Her story is included in the book The Bletchley Girls: War, Secrecy, Love and Loss: The Women of Bletchley Park Tell Their Story (2015) by the historian Tessa Dunlop.

===Academic and social policy work===
In the 1950s Mitchell worked as a marriage guidance counsellor with the Scottish Marriage Guidance Council (now known as Relate Scotland). In the 1970s she returned to university to study social policy and in 1980, she graduated with a Master of Philosophy from the University of Edinburgh. In the early 1980s she was research associate at the Department of Social Administration at the University of Edinburgh.

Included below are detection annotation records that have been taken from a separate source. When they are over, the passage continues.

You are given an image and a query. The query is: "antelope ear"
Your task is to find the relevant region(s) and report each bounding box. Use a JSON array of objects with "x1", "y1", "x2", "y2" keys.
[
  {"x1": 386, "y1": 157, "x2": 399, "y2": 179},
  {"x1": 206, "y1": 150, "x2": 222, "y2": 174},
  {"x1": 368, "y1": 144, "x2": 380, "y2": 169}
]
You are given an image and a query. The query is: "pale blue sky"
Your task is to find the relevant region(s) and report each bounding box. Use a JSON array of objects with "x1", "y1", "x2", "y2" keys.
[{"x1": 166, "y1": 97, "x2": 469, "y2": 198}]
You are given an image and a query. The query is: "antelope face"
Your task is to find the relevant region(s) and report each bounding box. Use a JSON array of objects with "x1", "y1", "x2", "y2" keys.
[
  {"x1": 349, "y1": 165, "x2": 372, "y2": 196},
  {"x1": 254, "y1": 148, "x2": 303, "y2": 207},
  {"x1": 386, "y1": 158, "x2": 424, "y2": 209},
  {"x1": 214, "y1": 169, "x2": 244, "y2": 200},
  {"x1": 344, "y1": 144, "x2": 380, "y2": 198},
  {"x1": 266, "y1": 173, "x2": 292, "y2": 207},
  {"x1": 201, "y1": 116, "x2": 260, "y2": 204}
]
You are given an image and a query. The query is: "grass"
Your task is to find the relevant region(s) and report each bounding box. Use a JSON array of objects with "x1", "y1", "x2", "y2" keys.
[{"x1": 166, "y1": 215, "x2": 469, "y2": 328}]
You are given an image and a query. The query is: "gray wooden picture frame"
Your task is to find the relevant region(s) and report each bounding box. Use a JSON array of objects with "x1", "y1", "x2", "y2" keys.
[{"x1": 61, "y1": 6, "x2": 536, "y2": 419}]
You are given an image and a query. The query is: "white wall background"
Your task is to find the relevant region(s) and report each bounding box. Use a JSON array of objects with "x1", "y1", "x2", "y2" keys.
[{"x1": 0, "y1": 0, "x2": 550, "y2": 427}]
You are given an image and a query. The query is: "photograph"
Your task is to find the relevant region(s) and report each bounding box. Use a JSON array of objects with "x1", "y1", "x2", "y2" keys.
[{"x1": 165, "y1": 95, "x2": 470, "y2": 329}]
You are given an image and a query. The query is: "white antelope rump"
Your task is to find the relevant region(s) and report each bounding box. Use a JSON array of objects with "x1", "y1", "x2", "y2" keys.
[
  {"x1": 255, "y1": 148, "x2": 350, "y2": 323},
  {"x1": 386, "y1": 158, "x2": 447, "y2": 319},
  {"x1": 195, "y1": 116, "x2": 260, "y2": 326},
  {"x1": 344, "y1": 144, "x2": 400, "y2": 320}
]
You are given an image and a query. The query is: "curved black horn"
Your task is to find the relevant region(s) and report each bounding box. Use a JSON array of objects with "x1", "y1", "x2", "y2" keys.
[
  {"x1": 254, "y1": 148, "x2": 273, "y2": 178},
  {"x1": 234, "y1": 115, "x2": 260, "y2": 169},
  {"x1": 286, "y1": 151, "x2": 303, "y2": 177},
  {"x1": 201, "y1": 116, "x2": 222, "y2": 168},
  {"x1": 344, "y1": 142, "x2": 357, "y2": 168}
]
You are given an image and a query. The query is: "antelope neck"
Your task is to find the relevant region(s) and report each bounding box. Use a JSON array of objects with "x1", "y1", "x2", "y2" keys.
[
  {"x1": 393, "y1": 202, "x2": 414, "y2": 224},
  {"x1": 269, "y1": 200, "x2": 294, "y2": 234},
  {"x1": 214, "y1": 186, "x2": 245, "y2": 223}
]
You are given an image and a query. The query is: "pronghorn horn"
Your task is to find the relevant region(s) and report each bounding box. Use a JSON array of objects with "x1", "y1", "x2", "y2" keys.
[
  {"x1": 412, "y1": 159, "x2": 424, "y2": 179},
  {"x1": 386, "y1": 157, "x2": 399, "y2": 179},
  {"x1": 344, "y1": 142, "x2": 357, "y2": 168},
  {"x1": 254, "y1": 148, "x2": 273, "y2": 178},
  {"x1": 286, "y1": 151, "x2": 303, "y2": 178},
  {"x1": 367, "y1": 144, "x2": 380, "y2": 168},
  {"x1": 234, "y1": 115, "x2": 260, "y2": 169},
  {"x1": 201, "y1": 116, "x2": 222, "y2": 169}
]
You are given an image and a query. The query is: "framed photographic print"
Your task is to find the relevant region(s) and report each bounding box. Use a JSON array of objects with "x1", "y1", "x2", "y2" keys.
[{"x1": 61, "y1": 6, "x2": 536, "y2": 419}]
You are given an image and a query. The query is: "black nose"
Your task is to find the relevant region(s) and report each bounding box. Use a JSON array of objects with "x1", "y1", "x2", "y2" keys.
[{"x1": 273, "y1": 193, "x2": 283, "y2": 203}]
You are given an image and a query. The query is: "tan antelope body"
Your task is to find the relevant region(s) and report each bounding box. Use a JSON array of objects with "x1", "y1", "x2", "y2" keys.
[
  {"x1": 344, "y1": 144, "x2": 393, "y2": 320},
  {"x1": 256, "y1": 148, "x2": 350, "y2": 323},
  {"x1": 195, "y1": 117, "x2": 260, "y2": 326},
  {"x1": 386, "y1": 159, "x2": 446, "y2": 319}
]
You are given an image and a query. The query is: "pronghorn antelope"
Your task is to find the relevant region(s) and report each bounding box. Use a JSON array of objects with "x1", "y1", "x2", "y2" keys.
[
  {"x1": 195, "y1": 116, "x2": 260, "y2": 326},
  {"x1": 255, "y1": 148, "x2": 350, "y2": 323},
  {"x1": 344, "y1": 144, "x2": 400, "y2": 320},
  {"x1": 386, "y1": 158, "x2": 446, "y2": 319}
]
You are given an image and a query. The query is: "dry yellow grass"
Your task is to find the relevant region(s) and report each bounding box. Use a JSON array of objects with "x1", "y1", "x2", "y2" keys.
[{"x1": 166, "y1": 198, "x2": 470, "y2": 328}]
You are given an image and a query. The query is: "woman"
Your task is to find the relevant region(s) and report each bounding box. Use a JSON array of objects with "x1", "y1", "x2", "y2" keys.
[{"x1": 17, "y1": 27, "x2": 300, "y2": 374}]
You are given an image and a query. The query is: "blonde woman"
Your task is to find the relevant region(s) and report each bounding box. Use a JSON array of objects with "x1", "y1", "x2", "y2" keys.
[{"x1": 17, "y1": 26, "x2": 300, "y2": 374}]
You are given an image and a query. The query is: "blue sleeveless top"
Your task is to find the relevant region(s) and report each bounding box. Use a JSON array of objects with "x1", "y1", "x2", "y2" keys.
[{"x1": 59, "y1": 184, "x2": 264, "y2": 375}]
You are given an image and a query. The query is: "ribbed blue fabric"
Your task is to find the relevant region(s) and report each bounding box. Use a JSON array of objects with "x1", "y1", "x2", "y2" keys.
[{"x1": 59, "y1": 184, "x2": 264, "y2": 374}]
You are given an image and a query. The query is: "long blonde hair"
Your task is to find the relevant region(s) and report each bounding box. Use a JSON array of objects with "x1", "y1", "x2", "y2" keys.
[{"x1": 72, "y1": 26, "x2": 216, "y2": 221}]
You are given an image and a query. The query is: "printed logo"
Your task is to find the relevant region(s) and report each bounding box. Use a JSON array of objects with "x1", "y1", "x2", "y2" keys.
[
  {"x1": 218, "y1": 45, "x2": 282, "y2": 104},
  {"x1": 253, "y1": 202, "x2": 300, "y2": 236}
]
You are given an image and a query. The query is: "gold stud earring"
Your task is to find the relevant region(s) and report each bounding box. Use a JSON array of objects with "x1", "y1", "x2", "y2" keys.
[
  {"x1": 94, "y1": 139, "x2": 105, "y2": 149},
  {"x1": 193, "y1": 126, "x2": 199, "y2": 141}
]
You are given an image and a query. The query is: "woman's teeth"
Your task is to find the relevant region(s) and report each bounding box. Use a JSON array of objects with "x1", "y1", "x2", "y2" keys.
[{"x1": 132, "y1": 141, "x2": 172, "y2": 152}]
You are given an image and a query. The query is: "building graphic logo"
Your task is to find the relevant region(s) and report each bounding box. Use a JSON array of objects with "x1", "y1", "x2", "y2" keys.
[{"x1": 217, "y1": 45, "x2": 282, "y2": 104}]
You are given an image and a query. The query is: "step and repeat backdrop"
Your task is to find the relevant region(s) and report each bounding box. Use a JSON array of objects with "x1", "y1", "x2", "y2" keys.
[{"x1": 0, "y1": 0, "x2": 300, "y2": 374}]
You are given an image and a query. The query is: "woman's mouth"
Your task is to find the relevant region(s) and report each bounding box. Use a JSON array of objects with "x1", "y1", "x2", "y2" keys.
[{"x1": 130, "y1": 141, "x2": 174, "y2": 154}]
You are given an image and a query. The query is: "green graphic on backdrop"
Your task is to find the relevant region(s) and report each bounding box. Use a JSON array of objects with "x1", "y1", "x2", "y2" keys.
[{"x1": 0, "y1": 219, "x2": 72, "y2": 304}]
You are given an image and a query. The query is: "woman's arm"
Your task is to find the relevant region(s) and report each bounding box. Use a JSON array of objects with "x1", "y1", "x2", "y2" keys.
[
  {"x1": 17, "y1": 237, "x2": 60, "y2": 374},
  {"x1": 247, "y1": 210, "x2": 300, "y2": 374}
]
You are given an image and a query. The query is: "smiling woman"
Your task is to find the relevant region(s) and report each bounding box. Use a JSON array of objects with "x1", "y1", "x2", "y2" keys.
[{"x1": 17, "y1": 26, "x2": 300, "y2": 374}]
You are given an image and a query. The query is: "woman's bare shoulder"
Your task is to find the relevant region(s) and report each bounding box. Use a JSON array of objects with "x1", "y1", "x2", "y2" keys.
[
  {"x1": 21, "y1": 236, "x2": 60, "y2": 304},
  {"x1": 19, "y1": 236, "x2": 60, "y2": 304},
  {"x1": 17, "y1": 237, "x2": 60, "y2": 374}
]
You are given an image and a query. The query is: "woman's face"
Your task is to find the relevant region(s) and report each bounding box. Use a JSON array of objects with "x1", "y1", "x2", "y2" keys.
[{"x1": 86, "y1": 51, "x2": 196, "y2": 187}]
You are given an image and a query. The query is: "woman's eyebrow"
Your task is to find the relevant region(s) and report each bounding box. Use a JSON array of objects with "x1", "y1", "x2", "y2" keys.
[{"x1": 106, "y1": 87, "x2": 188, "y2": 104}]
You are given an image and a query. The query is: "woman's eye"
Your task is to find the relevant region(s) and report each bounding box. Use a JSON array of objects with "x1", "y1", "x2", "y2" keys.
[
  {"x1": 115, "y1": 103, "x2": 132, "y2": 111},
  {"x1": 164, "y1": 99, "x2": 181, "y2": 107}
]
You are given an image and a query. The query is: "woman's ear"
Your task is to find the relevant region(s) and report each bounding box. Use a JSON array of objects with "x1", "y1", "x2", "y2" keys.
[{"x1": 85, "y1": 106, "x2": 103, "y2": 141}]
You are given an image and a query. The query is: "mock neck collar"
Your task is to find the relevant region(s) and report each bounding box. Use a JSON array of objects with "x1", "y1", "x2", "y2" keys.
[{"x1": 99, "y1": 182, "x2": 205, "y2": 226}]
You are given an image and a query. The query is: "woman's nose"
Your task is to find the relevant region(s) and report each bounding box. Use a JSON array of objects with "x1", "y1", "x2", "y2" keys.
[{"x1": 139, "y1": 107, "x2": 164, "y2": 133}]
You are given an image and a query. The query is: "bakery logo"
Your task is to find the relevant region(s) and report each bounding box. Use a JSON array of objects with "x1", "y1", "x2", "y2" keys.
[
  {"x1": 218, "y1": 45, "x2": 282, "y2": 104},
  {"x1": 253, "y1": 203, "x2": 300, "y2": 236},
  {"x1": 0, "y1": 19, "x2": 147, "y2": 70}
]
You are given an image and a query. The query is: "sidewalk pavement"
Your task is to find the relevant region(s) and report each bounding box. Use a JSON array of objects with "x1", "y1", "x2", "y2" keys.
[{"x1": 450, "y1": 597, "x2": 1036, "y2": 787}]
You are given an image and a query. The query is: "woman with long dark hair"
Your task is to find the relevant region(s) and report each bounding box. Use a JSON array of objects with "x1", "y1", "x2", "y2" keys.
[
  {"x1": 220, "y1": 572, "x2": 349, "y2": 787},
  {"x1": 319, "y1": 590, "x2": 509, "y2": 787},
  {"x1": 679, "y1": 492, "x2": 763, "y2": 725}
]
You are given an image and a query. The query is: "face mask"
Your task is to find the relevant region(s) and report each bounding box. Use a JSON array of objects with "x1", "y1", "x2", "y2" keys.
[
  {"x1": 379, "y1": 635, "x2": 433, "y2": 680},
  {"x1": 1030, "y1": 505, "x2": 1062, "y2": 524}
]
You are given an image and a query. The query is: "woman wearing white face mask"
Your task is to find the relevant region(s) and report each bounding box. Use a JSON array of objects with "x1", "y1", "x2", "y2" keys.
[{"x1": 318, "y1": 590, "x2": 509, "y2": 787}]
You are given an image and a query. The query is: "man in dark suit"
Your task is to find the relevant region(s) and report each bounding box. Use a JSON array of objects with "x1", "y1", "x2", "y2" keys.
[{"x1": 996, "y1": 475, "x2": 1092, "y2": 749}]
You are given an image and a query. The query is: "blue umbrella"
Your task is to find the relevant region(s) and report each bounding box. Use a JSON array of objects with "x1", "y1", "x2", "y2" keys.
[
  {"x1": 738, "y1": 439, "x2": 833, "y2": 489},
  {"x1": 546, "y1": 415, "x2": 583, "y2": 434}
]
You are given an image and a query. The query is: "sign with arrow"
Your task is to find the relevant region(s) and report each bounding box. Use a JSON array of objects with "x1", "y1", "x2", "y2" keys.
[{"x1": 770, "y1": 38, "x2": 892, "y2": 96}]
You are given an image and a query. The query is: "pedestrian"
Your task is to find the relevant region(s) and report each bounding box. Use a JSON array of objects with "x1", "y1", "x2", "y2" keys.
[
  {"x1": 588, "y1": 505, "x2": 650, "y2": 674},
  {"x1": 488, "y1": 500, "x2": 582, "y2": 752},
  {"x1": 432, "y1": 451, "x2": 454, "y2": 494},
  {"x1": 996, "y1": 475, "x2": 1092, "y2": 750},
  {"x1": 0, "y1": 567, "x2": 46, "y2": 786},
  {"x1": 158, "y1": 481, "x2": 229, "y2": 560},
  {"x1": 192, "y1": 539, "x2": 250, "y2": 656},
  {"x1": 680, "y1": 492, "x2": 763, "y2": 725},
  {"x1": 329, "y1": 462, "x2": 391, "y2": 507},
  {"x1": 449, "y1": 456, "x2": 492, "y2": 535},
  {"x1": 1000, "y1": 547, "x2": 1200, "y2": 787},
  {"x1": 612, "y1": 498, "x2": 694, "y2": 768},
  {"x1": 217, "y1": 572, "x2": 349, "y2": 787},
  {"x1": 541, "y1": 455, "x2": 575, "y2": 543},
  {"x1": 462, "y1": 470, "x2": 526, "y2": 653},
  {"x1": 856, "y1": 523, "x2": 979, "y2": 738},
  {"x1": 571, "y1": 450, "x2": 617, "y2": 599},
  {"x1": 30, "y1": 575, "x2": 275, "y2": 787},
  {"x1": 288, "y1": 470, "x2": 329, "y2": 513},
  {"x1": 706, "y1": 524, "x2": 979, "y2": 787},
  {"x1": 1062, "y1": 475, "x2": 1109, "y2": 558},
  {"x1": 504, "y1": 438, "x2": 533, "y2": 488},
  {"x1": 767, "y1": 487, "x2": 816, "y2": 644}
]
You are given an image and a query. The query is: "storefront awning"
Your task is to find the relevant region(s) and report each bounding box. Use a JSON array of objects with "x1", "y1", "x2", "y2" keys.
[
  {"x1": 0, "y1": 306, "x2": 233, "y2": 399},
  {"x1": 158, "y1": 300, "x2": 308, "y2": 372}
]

Mitchell worked and published extensively on the subject of marriage breakup and divorce, and in particular on children's experience of family breakup. Her books include Someone to Turn To: Experiences of Help before Divorce (1981); When Parents Split Up (1982); Children in the Middle (1985); Coping with Separation and Divorce (1986); and Families (1987). They have been translated into a number of languages. Mitchell's work is referred to in several works on divorce in Scotland and further afield, (Note: Mitchell's studies are used in the following works
- "The Journal of the Law Society of Scotland" (1981)
- Maclean, Mavis (1991). "Surviving Divorce: Women's Resources after Separation"
- Mullan, Bob (1987). "Are Mothers Really Necessary?"
- Pryor, Jan (2001). "Children in Changing Families: Life After Parental Separation"
- Richardson, C. James (1988). "Divorce and family mediation research study in three Canadian cities: a report prepared for Department of Justice Canada"
- Velleman, J. David (2015). "Beyond Price: Essays on Birth and Death") and was used as supporting evidence in two reports by the Scottish Law Commission, "Family Law: Report on Aliment and Financial Provision" (1981) and "Report on Reform of the Ground for Divorce" (1989). In 2014, in an article in the Scots Law Times, the family law barrister Janys Scott QC reviewed Mitchell's work on the workings of the Scottish divorce court. Scott concluded that "Mitchell has had a profound influence on family law in Scotland", and that her 1985 book Children in the Middle was "a seminal work" in the field.

===Historical research===
In her seventies Mitchell researched and wrote about the history of Edinburgh. She published two books, The People of Calton Hill (1993) and No More Corncraiks: Lord Moray's Feuars in Edinburgh's New Town (1998).

==Personal life==
She married John Angus Macbeth Mitchell, known as Angus, on 13 December 1948; they had four children and lived in Edinburgh. He died on 26 February 2018, having retired as a senior civil servant in 1984, after which Ann and he worked for many years in the voluntary sector and academia. During his life in the army, civil service and in the voluntary sector, he was awarded Companion of the Bath, Commander of the Royal Victorian Order, the Military Cross, Knight of the Order of Orange-Nassau (Netherlands), and Chevalier of the Légion d'honneur (France) .

Mitchell died on 11 May 2020, aged 97, in Edinburgh. She tested positive for COVID-19 during the COVID-19 pandemic in Scotland shortly before her death.